Escola normal ou especial
Sancionada em 2015, a Lei Brasileira de Inclusão, ou o Estatuto da Pessoa com Deficiência, é uma adaptação da Convenção sobre os Direitos da Pessoa com Deficiência da Organização das Nações Unidas (ONU) que garante o acesso a direitos fundamentais, como saúde, educação, transporte, informação, justiça, etc.
De acordo com o artigo 27, “a educação constitui direito da pessoa com deficiência, assegurados sistema educacional inclusivo em todos os níveis e aprendizado ao longo de toda a vida, de forma a alcançar o máximo desenvolvimento possível de seus talentos e habilidades físicas, sensoriais, intelectuais e sociais, segundo suas características, interesses e necessidades de aprendizagem”.
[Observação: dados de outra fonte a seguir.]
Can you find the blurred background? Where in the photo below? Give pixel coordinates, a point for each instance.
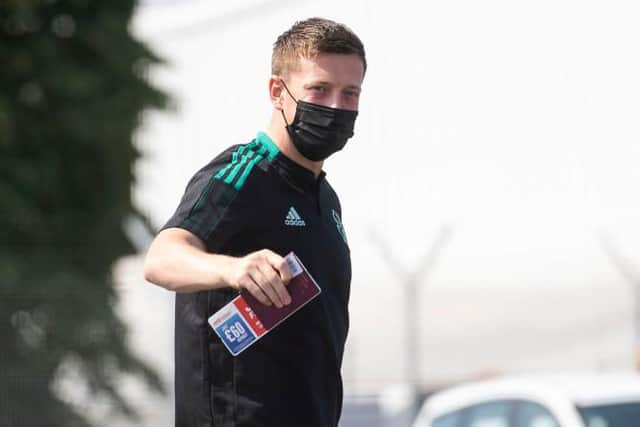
(490, 193)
A psicopedagoga fala que o estatuto é uma vitória. “Desde essa legislação, as crianças são obrigadas a frequentar a escola regular, independente da sua deficiência. O professor, nesse caso, precisa ter sensibilidade e conhecimento para reforçar o que há de bom e ajudar a desenvolver o que ainda não foi construído. Entretanto, é sempre válido ressaltar que a criança só vai conseguir atingir sua potencialidade se esse trabalho for feito de maneira interdisciplinar”.
Todavia, Cléia reitera que, apesar dos avanços, a inclusão ainda não é o ideal. “Há muitas conquistas a serem comemoradas, mas precisamos caminhar mais para chegar no melhor para essas pessoas”.
Quebrando barreiras
O contador Tomás dos Santos tem uma filha de 36 anos com Down. Ele conta que, nos últimos 5 anos, houve uma mudança significativa na forma como os outros enxergam essas pessoas. “Na época, não era comum alfabetizá-los e inclusão escolar nem se cogitava. Mesmo assim, sempre corri atrás. A Bruna nunca fez terapias e nós mesmos fazíamos, em casa, com orientação de uma neuropediatra. Ela sempre frequentou escolas regulares públicas e privadas, mas nunca exigimos alfabetização, nossa preocupação eram com a socialização que, no nosso pensamento da época, achávamos mais importante”.
A filha de Tomás, Bruna Santos, auxiliar de RH, conta que estudou em três escolas diferentes, sendo que uma era para alunos com deficiência. “Nas duas escolas regulares, eu era a única que tinha síndrome de Down. Gostava de todos os meus amigos e sempre conversava com as professoras, que era minhas amigas também. Mas não fiz amizades duradouras, tenho apenas uma colega no Facebook”.
O pai relata que ela demorou para ser alfabetizar, lia e escrevia, mas era limitada. “Com aproximadamente 19 anos, Bruna começou a se interessar pela leitura e escrita, então a colocamos em um curso de alfabetização de adultos. Porém, no currículo oficial tem apenas até a 5ª série”. Atualmente, Bruna é muito ativa, trabalha desde os 21, faz aulas de teatro, dança e está aprendendo a tocar violão.
A auxiliar de RH fala que sempre conseguiu deixar marcas por onde trabalhou. “Já atuei, por exemplo, no Mc Donalds, todos me tratavam bem e fiz algumas amizades. Para quem é adolescente e tem a síndrome, deixo um recado: nunca desista do seu sonho”.
Para finalizar, Tómas, que também é um ativista da causa, diz que, apesar de todo o progresso da sociedade e das leis, de nada adianta se os pais não mudarem a postura paternalista e superprotetora com os filhos. “Não existe nível ou grau na síndrome de Down, a diferença no desenvolvimento de cada um é resultado do meio após o nascimento e o mais próximo é a família”.